Here's an attempt using interrupts on a Mega2560 to help time in the incoming GPS pulses and polling to do the output pulses. Based on scope testing this seems reasonably accurate; if you want more accuracy you'll need to use hardware timer functions like input capture and PWM outputs.

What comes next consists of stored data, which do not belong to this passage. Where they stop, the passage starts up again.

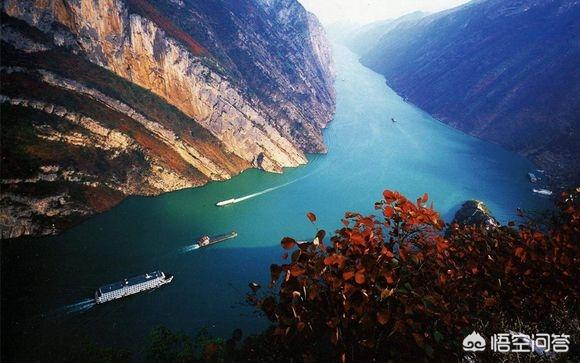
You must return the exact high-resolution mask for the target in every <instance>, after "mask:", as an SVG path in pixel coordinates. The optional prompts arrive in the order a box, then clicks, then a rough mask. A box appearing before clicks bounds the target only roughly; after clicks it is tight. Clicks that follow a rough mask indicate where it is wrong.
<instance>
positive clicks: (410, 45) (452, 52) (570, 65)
mask: <svg viewBox="0 0 580 363" xmlns="http://www.w3.org/2000/svg"><path fill="white" fill-rule="evenodd" d="M579 14H580V3H579V2H578V1H573V0H557V1H549V0H532V1H529V0H527V1H523V0H508V1H505V0H481V1H473V2H470V3H468V4H466V5H464V6H461V7H459V8H456V9H452V10H449V11H445V12H442V13H438V14H433V15H431V16H427V17H425V18H423V19H421V20H419V21H415V22H411V23H406V24H402V25H401V26H399V27H397V28H395V29H393V30H392V31H390V32H388V33H387V34H386V35H384V36H383V37H382V38H381V40H380V41H379V43H378V45H376V46H375V48H374V49H373V50H371V51H370V52H368V53H367V54H366V55H364V56H363V63H364V64H365V65H368V66H369V67H371V68H373V69H375V70H376V71H378V72H380V73H382V74H384V75H385V77H386V79H387V82H388V83H389V85H390V86H391V87H393V88H394V89H395V90H396V91H397V92H398V93H400V94H401V95H402V96H404V97H406V98H408V99H409V101H410V102H413V103H415V104H417V105H418V106H419V107H421V108H423V109H425V110H426V111H428V112H429V113H431V114H433V115H435V116H436V117H438V118H440V119H441V120H442V121H443V122H445V123H448V124H449V125H452V126H454V127H456V128H459V129H461V130H464V131H466V132H468V133H470V134H472V135H475V136H478V137H481V138H484V139H487V140H490V141H493V142H496V143H498V144H501V145H503V146H505V147H507V148H509V149H511V150H514V151H517V152H519V153H521V154H522V155H525V156H528V157H530V158H531V159H532V160H533V161H534V162H535V163H536V164H537V165H539V166H540V167H541V168H542V169H546V171H547V172H548V173H549V174H550V175H551V177H552V180H553V183H554V184H556V185H571V184H578V183H580V134H579V133H578V130H579V128H580V96H579V95H580V72H579V71H578V70H579V69H580V16H578V15H579Z"/></svg>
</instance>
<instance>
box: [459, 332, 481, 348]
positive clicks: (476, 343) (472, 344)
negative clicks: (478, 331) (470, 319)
mask: <svg viewBox="0 0 580 363" xmlns="http://www.w3.org/2000/svg"><path fill="white" fill-rule="evenodd" d="M463 350H464V351H466V352H483V351H484V350H485V339H483V337H482V336H481V335H480V334H479V333H476V332H475V331H473V332H472V333H471V334H469V335H468V336H466V337H465V339H463Z"/></svg>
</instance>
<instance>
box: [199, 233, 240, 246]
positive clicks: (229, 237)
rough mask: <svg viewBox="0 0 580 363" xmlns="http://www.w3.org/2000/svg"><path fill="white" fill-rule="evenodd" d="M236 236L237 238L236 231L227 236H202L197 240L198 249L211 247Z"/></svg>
mask: <svg viewBox="0 0 580 363" xmlns="http://www.w3.org/2000/svg"><path fill="white" fill-rule="evenodd" d="M237 236H238V233H237V232H236V231H233V232H231V233H228V234H222V235H219V236H214V237H210V236H203V237H201V238H200V239H198V240H197V245H198V246H199V247H207V246H211V245H213V244H216V243H219V242H223V241H225V240H228V239H232V238H236V237H237Z"/></svg>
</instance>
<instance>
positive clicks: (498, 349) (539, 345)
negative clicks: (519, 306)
mask: <svg viewBox="0 0 580 363" xmlns="http://www.w3.org/2000/svg"><path fill="white" fill-rule="evenodd" d="M485 345H486V342H485V339H484V338H483V337H482V336H481V335H480V334H479V333H476V332H475V331H473V332H472V333H471V334H469V335H468V336H466V337H465V339H463V350H464V351H466V352H483V351H484V350H485ZM490 349H491V350H492V351H493V352H498V353H532V352H534V353H536V354H538V355H541V356H551V355H552V354H554V353H566V352H568V350H569V349H570V335H567V334H545V333H538V334H532V335H528V334H523V333H517V332H513V331H510V332H509V333H499V334H493V335H492V336H491V339H490Z"/></svg>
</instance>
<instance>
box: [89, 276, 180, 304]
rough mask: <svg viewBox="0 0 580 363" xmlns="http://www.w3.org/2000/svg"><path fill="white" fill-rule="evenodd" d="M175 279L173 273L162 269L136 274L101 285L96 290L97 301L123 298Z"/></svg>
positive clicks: (97, 303)
mask: <svg viewBox="0 0 580 363" xmlns="http://www.w3.org/2000/svg"><path fill="white" fill-rule="evenodd" d="M171 281H173V275H171V274H166V273H165V272H162V271H154V272H150V273H148V274H145V275H140V276H135V277H132V278H129V279H125V280H123V281H119V282H115V283H113V284H109V285H104V286H101V287H100V288H99V289H98V290H97V291H95V302H96V303H97V304H103V303H106V302H108V301H112V300H117V299H121V298H123V297H126V296H130V295H134V294H137V293H140V292H143V291H147V290H152V289H156V288H158V287H161V286H163V285H165V284H168V283H170V282H171Z"/></svg>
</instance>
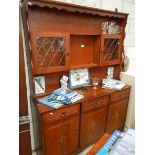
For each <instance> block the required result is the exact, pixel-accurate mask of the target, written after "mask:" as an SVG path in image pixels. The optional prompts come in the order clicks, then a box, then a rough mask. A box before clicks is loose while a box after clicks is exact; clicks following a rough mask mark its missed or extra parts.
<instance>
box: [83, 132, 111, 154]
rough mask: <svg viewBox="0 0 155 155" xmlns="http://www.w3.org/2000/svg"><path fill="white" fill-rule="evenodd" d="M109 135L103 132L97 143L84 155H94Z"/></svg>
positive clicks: (101, 146)
mask: <svg viewBox="0 0 155 155" xmlns="http://www.w3.org/2000/svg"><path fill="white" fill-rule="evenodd" d="M109 137H110V135H109V134H108V133H105V134H104V135H103V136H102V137H101V138H100V139H99V140H98V141H97V143H96V144H95V145H94V146H93V147H92V148H91V149H90V150H89V152H88V153H87V154H86V155H94V154H96V153H97V152H98V151H99V150H100V149H101V147H102V146H103V145H104V144H105V143H106V141H107V140H108V138H109Z"/></svg>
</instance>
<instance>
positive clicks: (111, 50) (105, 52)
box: [103, 39, 120, 61]
mask: <svg viewBox="0 0 155 155" xmlns="http://www.w3.org/2000/svg"><path fill="white" fill-rule="evenodd" d="M119 44H120V43H119V39H105V42H104V52H103V59H104V61H115V60H117V59H118V49H119Z"/></svg>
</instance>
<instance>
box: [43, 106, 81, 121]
mask: <svg viewBox="0 0 155 155" xmlns="http://www.w3.org/2000/svg"><path fill="white" fill-rule="evenodd" d="M77 113H80V105H79V104H76V105H72V106H69V107H66V108H62V109H58V110H54V111H52V112H48V113H46V114H43V121H44V123H51V122H54V121H58V120H61V119H63V120H64V119H65V118H66V117H69V116H72V115H75V114H77Z"/></svg>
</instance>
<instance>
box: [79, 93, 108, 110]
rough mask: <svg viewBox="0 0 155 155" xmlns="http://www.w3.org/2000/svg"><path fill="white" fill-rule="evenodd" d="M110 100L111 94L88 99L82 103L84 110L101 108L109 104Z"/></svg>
mask: <svg viewBox="0 0 155 155" xmlns="http://www.w3.org/2000/svg"><path fill="white" fill-rule="evenodd" d="M108 102H109V95H107V96H104V97H99V98H96V99H93V100H88V101H85V102H83V103H82V112H85V111H88V110H92V109H96V108H100V107H102V106H105V105H107V104H108Z"/></svg>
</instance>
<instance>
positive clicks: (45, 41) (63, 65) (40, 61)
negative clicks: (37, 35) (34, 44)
mask: <svg viewBox="0 0 155 155" xmlns="http://www.w3.org/2000/svg"><path fill="white" fill-rule="evenodd" d="M37 54H38V67H39V68H45V67H57V66H64V65H65V38H64V37H38V38H37Z"/></svg>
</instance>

(FWIW, I used pin 7 to generate a test pulse, fed to the GPS input pin for bench testing...)

/*
 * Sketch:  sketch_oct16e
 * Target:  Mega2560
 *      
 */

const uint32_t K_TST_GPS_TIME_LO    = (700000ul >> 1);  //uS    toggle period of test signal pinTest - slow speed
const uint32_t K_TST_GPS_TIME_HI    = (6667ul >> 1);    //uS    toggle period of test signal pinTest - fast speed
const uint32_t K_TEST_GPS_STEP      = 1000ul;           //uS    toggle sweep step size

const uint32_t K_MPH_MIN_US     = 149812ul;             //uS    MPH = 224719.10/K blanking threshold

const uint8_t pinGPS = 2;   //GPS input
const uint8_t pinMPH = 3;   //2.225x MPH output

const uint8_t pinTest = 7;  //connect to pin 2 for bench testing

bool
    bMPHEn;
volatile bool    
    g_isr_bFirst,
    g_isr_bEvt;
volatile uint32_t
    g_isr_u32deltaGPS,
    g_isr_u32timeGPS;
uint32_t
    g_MPHuS;
    
void setup() 
{    
    pinMode( pinGPS, INPUT_PULLUP );
    attachInterrupt( digitalPinToInterrupt( pinGPS ), isr_GPS, RISING );
    pinMode( pinMPH, OUTPUT );
    pinMode( pinTest, OUTPUT );

    bMPHEn = false;
    digitalWrite( pinMPH, LOW );
    
    g_isr_bFirst = true;
    g_isr_bEvt = false;  
    g_MPHuS = K_MPH_MIN_US;  

}//setup

void loop() 
{
    genTestGPS();
    calcMPH();
    mphHandler();    
    
}//loop


void genTestGPS( void )
{
    static uint32_t
        timeToggle = K_TST_GPS_TIME_LO,
        timeTest = 0ul;
    static bool
        bDir = false;
    uint32_t
        timeNow = micros();

    if( timeNow - timeTest >= timeToggle )
    {
        digitalWrite( pinTest, digitalRead( pinTest ) ^ HIGH );        
        timeTest = timeNow;

        switch( bDir )
        {
            case    false:
                timeToggle -= K_TEST_GPS_STEP;
                if( timeToggle <= K_TST_GPS_TIME_HI )
                    bDir = true;
                    
            break;

            case    true:
                timeToggle += K_TEST_GPS_STEP;
                if( timeToggle >= K_TST_GPS_TIME_LO )
                    bDir = false;
                    
            break;
        }//switch
        
    }//if
    
}//genTestGPS

void isr_GPS( void )
{
    static uint32_t
        lastGPS;
    uint32_t
        nowGPS;

    nowGPS = micros();
    
    if( g_isr_bFirst )
    {
        g_isr_bFirst = false;
        lastGPS = nowGPS;
        
    }//if
    else
    {
        g_isr_u32deltaGPS = nowGPS - lastGPS;        
        lastGPS = nowGPS;
        
        g_isr_bEvt = true;
        
    }//else
    
}//isr_GPS

void mphHandler( void )
{
    static uint32_t
        timeMPH = 0ul;
    uint32_t        
        tNow = micros();

    if( g_MPHuS < K_MPH_MIN_US )
    {
        if( (tNow - timeMPH) >= g_MPHuS )
        {
            digitalWrite( pinMPH, digitalRead( pinMPH ) ^ HIGH );
            timeMPH = tNow;
            
        }//if

    }//if
                
}//mphTimer

void calcMPH( void )
{
    bool
        bTmp;
    uint32_t
        u32Tmp;

    noInterrupts();
    bTmp = g_isr_bEvt;
    interrupts();
    
    if( bTmp )
    {
        noInterrupts();
        g_isr_bEvt = false;
        u32Tmp = g_isr_u32deltaGPS;
        interrupts();

        float fGPSSpeed = 1.0 / ((float)u32Tmp / 1.0E6);
        float fMPH = 2.225 * fGPSSpeed;
        g_MPHuS = (uint32_t)((1.0e+6 / fMPH) / 2.0);        

    }//if
    
}//calcMPH

Would this work with other boards or just the mega2560

The only "unique" thing that might differentiate between "Arduinos" is the pin-change interrupt on pin 2. Pin 2 is pretty common across virtually all platforms as being usable for attachInterrupt() this so it should be portable.

I just put 2560 there because that's what I wrote it for and tested it on.

Do you mean external interrupt? PCINT works with almost all pins.